1st, we may make M13 overexpress a bacterial protein named lexA3 which inhibits the ability of the bacteria to repair their damaged DNA by the action of Ofloxacin –as pharmacophils, who had 2 consecutive chemotherapeutics courses, we may recall that quinolones’ MOA is generation of ROS. So, the repressor suppresses the bacterial SOS mechanism. Very promising results were observed; the adjuvant therapy increased the survival rate of mice infected with resistant E. coli. It was also observed that the adjuvant therapy reduced the rate of developing mutations/ resistance within the E. coli population.

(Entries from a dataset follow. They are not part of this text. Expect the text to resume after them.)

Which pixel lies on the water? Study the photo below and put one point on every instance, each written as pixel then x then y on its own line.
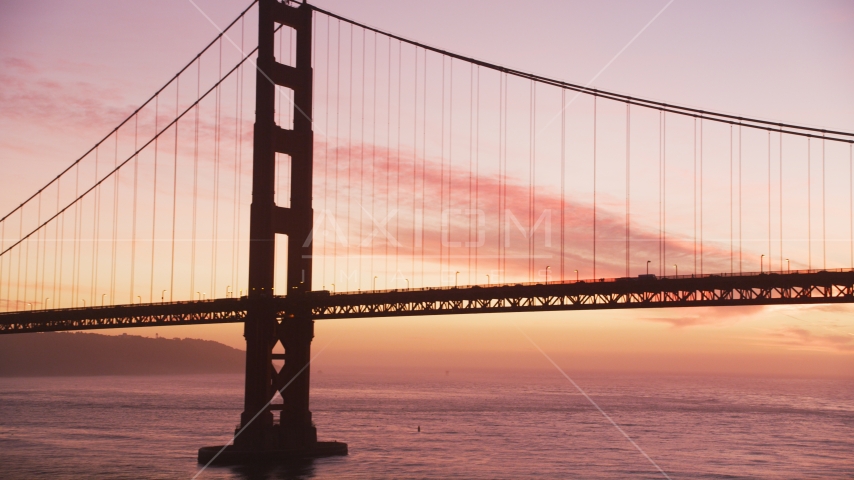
pixel 473 425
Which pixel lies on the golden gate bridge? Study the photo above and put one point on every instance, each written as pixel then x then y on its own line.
pixel 392 178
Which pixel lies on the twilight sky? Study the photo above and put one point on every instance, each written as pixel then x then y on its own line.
pixel 70 70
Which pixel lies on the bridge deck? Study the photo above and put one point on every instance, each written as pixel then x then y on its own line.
pixel 799 287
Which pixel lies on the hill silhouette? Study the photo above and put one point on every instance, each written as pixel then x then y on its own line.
pixel 66 354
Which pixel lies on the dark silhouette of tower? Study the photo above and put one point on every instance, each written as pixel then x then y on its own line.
pixel 259 436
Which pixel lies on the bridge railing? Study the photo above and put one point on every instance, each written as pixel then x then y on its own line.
pixel 600 280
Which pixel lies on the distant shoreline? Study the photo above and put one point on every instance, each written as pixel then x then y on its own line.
pixel 91 354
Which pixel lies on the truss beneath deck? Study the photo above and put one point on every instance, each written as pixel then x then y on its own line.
pixel 814 287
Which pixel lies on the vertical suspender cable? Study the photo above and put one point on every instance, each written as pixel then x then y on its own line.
pixel 477 175
pixel 326 152
pixel 664 191
pixel 154 198
pixel 397 170
pixel 823 215
pixel 133 212
pixel 628 186
pixel 195 178
pixel 115 225
pixel 562 181
pixel 174 191
pixel 93 277
pixel 387 168
pixel 349 161
pixel 531 178
pixel 450 152
pixel 414 157
pixel 595 103
pixel 362 161
pixel 471 167
pixel 423 164
pixel 217 158
pixel 701 196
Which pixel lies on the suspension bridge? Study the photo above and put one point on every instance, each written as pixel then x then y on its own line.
pixel 392 178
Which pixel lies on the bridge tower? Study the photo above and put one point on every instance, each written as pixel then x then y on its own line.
pixel 259 437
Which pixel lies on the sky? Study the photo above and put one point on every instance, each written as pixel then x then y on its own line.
pixel 72 70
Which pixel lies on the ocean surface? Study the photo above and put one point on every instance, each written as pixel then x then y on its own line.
pixel 473 425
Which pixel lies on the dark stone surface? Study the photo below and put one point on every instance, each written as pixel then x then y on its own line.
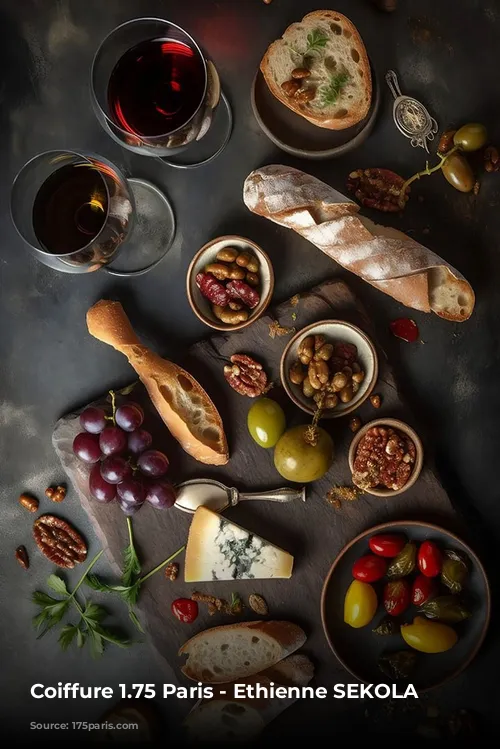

Schematic of combination therapy with engineered phage and antibiotics

2nd, bacteriophage can be responsible for expression of certain proteins that can attack gene networks in bacteria which are not target for existing antibiotic classes. I will mention just one example here, expression of CsrA which is a “global regulator of glycogen synthesis and catabolism, gluconeogenesis, and glycolysis, and it also represses biofilm formation,” biofilms is thought to be related to antibiotic-resistance and OmpF porin which is used by quinolones to enter the bacterial cell, it may enhance its entrance.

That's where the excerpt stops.